Let’s take a closer look at Staten Island’s Art and Culture.
Staten Island probably isn’t the first borough that comes to mind when you think about art and culture. Get ready to put you’re preconceived notions aside, because in recent years, a creative community has emerged. Through engaging exhibitions, museums and events, organizations are shedding new light on the rich history, art and culture that make Staten Island such a vital component to the cultural landscape of New York City. Here’s a brief guide to Staten Island’s art and culture.
Alice Austen House, 2 Hylan Boulevard
Regarded as a pioneering photographer of the early 20th century, Alice Austin was one of the first women to step outside the studio and document the people, places, and events that defined the time. Dating to 1690 and existing as the family home and grounds for generations, the Alice Austin House celebrates her life and prolific work – she took over 8,000 photographs before ‘digital’ was even a concept! Exhibitions and events also feature photographers, past and present, whose work enlightens audiences on the art of photography.
ArtSpace @ SI Arts, 23 Navy Pier Court
ArtSpace is a visual art and performance space in Staten Island. Exhibitions, projects, and events focus on the local community to engage residents in new ways of thinking about their surroundings on a personal, social, and environmental level. Showcasing art in all forms, dynamic programs feature local and international visual artists, poets, musicians, writers, and performers.
Snug Harbor Cultural Center and Botanical Garden, 1000 Richmond Terrace
Originally built as a home for retired sailors, Snug Harbor Cultural & Botanical Center is a collection of architecturally significant 19th century buildings located on the North Shore of Staten Island. Today, it is a place where history, culture, art, and nature meet, providing enriching experiences for visitors. Arts organizations use the center to offer exhibitions and events related to the visual arts, music, theater, dance, and film. Guided tours of Snug Harbor’s remarkable grounds explore the New York Chinese Scholar’s Garden, The Connie Gretz Secret Garden, and Carl Grillo Glass House.
Staten Island Museum (Snug Harbor Center)
The Staten Island Museum was founded by a group of naturalists who wanted to make their research and work accessible to future generations in order to track the changes in animal and plant life for preservation. Today, the museum is committed to engaging audiences in art, the natural sciences, and history through exhibitions and events that draw from an impressive permanent collection. The flagship is located in Snug Harbor and the other branch in St. George is open by appointment only.
Newhouse Center For Contemporary Art (Snug Harbor Center)

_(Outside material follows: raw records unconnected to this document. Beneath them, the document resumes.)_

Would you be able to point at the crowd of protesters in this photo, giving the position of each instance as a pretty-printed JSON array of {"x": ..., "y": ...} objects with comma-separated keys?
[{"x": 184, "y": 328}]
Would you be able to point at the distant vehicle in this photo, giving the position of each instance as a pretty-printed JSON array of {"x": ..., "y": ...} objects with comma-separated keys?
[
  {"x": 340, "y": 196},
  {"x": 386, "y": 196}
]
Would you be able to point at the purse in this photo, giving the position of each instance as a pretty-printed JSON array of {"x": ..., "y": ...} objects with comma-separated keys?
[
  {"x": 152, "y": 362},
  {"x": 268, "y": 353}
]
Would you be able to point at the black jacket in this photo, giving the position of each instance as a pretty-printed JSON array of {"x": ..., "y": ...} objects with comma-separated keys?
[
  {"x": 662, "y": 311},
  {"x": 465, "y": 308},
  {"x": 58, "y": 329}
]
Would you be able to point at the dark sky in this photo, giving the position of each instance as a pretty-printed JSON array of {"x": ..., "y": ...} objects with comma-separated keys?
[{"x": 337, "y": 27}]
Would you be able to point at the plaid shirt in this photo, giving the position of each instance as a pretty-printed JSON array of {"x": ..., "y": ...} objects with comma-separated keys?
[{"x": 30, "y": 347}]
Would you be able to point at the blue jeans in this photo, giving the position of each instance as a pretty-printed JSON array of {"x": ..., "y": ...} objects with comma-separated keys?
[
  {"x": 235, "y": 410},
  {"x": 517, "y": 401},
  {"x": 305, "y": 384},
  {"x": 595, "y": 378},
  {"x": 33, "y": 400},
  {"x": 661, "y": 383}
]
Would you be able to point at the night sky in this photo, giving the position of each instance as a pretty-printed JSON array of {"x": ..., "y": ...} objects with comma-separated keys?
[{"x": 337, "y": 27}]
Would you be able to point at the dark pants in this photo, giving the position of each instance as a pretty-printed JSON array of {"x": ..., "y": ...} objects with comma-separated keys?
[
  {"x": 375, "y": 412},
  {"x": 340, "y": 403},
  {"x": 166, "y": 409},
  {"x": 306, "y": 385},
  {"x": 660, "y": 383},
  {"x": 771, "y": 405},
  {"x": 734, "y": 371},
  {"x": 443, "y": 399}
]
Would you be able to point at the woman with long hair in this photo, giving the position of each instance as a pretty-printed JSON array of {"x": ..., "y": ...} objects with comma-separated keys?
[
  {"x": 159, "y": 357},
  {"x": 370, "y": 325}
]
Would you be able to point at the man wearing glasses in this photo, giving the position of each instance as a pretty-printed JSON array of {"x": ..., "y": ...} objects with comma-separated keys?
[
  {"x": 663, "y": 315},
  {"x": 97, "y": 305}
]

Housed in a 19th century Greek revival temple in Snug Harbor, the Newhouse Center for Contemporary Art features artwork dating from 1945 to the present. The exhibition program focuses on Staten Island and under-recognized artists. In addition to hosting exhibitions and events in its 15,000 square feet gallery and outdoor and off-site spaces, the center has thirty artist studios and runs an international residency program.
Noble Maritime Museum (Snug Harbor Center)

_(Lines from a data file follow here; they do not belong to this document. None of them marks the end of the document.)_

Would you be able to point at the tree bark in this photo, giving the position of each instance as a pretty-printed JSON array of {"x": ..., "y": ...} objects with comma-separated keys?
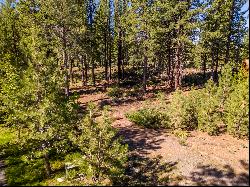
[
  {"x": 145, "y": 63},
  {"x": 47, "y": 164},
  {"x": 230, "y": 32},
  {"x": 71, "y": 71},
  {"x": 65, "y": 62}
]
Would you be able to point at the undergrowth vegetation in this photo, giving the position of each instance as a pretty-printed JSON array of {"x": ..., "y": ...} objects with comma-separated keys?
[{"x": 219, "y": 107}]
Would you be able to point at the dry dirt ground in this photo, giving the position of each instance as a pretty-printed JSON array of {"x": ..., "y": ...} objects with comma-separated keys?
[{"x": 204, "y": 160}]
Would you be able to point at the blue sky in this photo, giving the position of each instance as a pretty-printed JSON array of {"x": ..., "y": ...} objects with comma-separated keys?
[{"x": 245, "y": 7}]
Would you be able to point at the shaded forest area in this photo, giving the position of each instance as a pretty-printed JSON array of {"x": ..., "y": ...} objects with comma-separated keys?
[{"x": 67, "y": 67}]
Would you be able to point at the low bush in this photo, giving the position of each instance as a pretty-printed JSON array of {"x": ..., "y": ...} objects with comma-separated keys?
[
  {"x": 214, "y": 109},
  {"x": 149, "y": 118},
  {"x": 114, "y": 92}
]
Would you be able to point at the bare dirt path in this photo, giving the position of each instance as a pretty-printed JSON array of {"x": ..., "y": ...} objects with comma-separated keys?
[{"x": 205, "y": 160}]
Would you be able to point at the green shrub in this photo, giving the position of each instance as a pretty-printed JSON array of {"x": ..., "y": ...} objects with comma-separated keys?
[
  {"x": 237, "y": 109},
  {"x": 149, "y": 118},
  {"x": 182, "y": 112},
  {"x": 135, "y": 91},
  {"x": 114, "y": 92}
]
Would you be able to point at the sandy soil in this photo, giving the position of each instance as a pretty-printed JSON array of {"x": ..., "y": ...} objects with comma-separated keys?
[{"x": 204, "y": 160}]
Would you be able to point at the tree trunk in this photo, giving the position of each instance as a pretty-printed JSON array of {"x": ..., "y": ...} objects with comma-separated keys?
[
  {"x": 145, "y": 63},
  {"x": 47, "y": 164},
  {"x": 66, "y": 77},
  {"x": 119, "y": 62},
  {"x": 177, "y": 68},
  {"x": 82, "y": 65},
  {"x": 93, "y": 71},
  {"x": 65, "y": 62},
  {"x": 71, "y": 71},
  {"x": 204, "y": 65},
  {"x": 86, "y": 69},
  {"x": 105, "y": 56},
  {"x": 215, "y": 73},
  {"x": 229, "y": 32}
]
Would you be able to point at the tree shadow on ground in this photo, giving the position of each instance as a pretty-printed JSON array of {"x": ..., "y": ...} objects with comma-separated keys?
[
  {"x": 141, "y": 140},
  {"x": 210, "y": 175},
  {"x": 143, "y": 171}
]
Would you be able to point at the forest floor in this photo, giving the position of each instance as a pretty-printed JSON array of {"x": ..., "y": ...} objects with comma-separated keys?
[{"x": 203, "y": 160}]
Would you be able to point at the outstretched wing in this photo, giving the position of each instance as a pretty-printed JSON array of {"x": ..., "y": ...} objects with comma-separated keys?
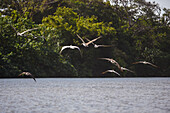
[
  {"x": 93, "y": 40},
  {"x": 105, "y": 45},
  {"x": 28, "y": 31},
  {"x": 89, "y": 40},
  {"x": 127, "y": 70},
  {"x": 137, "y": 62},
  {"x": 78, "y": 49},
  {"x": 80, "y": 38},
  {"x": 64, "y": 47}
]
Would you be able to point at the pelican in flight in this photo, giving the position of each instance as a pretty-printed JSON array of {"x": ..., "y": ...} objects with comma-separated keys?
[
  {"x": 113, "y": 62},
  {"x": 144, "y": 62},
  {"x": 22, "y": 34},
  {"x": 111, "y": 71},
  {"x": 125, "y": 69},
  {"x": 70, "y": 47},
  {"x": 97, "y": 46},
  {"x": 27, "y": 74},
  {"x": 86, "y": 44}
]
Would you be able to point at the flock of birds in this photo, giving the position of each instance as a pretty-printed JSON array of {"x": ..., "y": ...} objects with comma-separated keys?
[{"x": 86, "y": 44}]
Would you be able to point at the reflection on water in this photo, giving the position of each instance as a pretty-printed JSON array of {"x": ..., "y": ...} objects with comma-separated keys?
[{"x": 81, "y": 95}]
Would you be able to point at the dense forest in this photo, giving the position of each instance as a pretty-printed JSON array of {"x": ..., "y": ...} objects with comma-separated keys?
[{"x": 135, "y": 29}]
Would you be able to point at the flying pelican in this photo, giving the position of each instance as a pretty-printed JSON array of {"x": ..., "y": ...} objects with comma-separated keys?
[
  {"x": 71, "y": 47},
  {"x": 27, "y": 74},
  {"x": 111, "y": 71},
  {"x": 144, "y": 62},
  {"x": 125, "y": 69},
  {"x": 86, "y": 44},
  {"x": 22, "y": 34},
  {"x": 97, "y": 46},
  {"x": 113, "y": 62}
]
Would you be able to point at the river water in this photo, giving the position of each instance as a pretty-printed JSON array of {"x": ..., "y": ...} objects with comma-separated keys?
[{"x": 85, "y": 95}]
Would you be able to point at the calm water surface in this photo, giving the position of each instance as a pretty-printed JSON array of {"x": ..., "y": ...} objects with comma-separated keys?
[{"x": 83, "y": 95}]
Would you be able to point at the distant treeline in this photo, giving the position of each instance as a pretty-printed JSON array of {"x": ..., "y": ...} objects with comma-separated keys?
[{"x": 135, "y": 28}]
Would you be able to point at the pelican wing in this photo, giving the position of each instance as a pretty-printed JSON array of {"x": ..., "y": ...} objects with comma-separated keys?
[
  {"x": 28, "y": 31},
  {"x": 137, "y": 62},
  {"x": 14, "y": 29},
  {"x": 127, "y": 69},
  {"x": 89, "y": 40},
  {"x": 80, "y": 38},
  {"x": 64, "y": 47},
  {"x": 105, "y": 45},
  {"x": 93, "y": 40}
]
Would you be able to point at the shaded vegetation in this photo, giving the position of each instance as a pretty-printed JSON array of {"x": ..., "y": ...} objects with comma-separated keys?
[{"x": 135, "y": 28}]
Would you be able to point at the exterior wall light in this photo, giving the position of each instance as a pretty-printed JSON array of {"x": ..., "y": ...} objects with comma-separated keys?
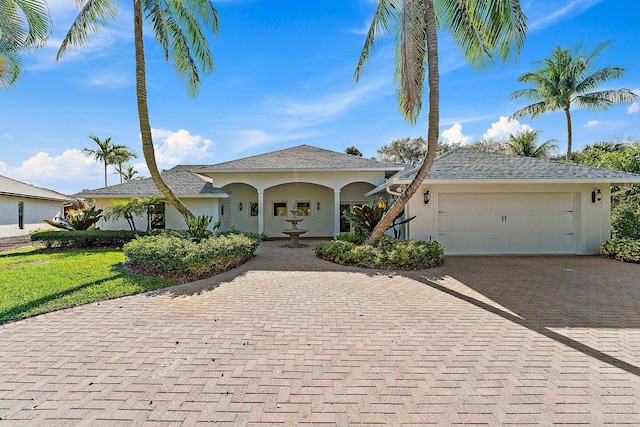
[{"x": 596, "y": 196}]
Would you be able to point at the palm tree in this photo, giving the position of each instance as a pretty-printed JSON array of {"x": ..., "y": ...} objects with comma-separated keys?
[
  {"x": 24, "y": 24},
  {"x": 525, "y": 143},
  {"x": 122, "y": 155},
  {"x": 103, "y": 154},
  {"x": 484, "y": 31},
  {"x": 178, "y": 28},
  {"x": 568, "y": 77}
]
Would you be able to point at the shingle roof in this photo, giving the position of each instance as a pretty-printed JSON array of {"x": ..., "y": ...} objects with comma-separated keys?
[
  {"x": 180, "y": 179},
  {"x": 11, "y": 187},
  {"x": 301, "y": 157},
  {"x": 468, "y": 164}
]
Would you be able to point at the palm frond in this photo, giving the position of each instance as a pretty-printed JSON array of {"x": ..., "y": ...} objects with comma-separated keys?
[
  {"x": 93, "y": 15},
  {"x": 380, "y": 23}
]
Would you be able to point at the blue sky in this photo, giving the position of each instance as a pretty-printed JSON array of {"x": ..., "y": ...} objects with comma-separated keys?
[{"x": 283, "y": 77}]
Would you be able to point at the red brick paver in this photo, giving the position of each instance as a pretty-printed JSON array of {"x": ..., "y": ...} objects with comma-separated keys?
[{"x": 288, "y": 339}]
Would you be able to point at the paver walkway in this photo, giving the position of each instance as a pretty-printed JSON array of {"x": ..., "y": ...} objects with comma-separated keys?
[{"x": 288, "y": 339}]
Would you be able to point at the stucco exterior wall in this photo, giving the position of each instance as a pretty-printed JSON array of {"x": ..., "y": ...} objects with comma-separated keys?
[
  {"x": 35, "y": 211},
  {"x": 592, "y": 220},
  {"x": 173, "y": 218}
]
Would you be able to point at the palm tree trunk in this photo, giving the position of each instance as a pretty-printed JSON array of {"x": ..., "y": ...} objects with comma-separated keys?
[
  {"x": 433, "y": 79},
  {"x": 143, "y": 114},
  {"x": 569, "y": 134}
]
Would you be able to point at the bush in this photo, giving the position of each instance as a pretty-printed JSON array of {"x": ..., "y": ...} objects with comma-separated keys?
[
  {"x": 85, "y": 238},
  {"x": 627, "y": 250},
  {"x": 183, "y": 259},
  {"x": 390, "y": 254}
]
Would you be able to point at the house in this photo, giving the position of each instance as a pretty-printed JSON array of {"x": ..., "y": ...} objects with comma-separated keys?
[
  {"x": 472, "y": 202},
  {"x": 23, "y": 207}
]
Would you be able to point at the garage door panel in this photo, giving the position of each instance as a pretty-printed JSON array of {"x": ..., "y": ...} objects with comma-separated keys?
[{"x": 526, "y": 223}]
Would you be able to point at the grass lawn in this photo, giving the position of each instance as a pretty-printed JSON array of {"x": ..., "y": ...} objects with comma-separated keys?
[{"x": 33, "y": 282}]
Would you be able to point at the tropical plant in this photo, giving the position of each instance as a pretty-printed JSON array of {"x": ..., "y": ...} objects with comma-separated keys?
[
  {"x": 178, "y": 27},
  {"x": 484, "y": 30},
  {"x": 105, "y": 153},
  {"x": 405, "y": 150},
  {"x": 568, "y": 78},
  {"x": 24, "y": 24},
  {"x": 83, "y": 219},
  {"x": 365, "y": 218},
  {"x": 525, "y": 143}
]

Artist and one-time seaman John A. Noble was so moved by the workers and scenes surrounding New York Harbor that he used them as subjects in his art. Located in a former dorm on Sailor’s Snug Harbor, the Noble Maritime Museum pays homage to the marine artist’s art, life, and legacy while celebrating the people and traditions that make the waterfront such a fascinating narrative in the history of New York City. In addition to exhibitions, the museum hosts events and classes on authentic maritime songs, printmaking, watercolor painting, and marine navigation using the stars!
If you’ve never been to Staten Island, I recommend starting with St. George. And of course, you’ll ride the ferry to get there! Just be sure to get off the ferry and explore some of Staten Island.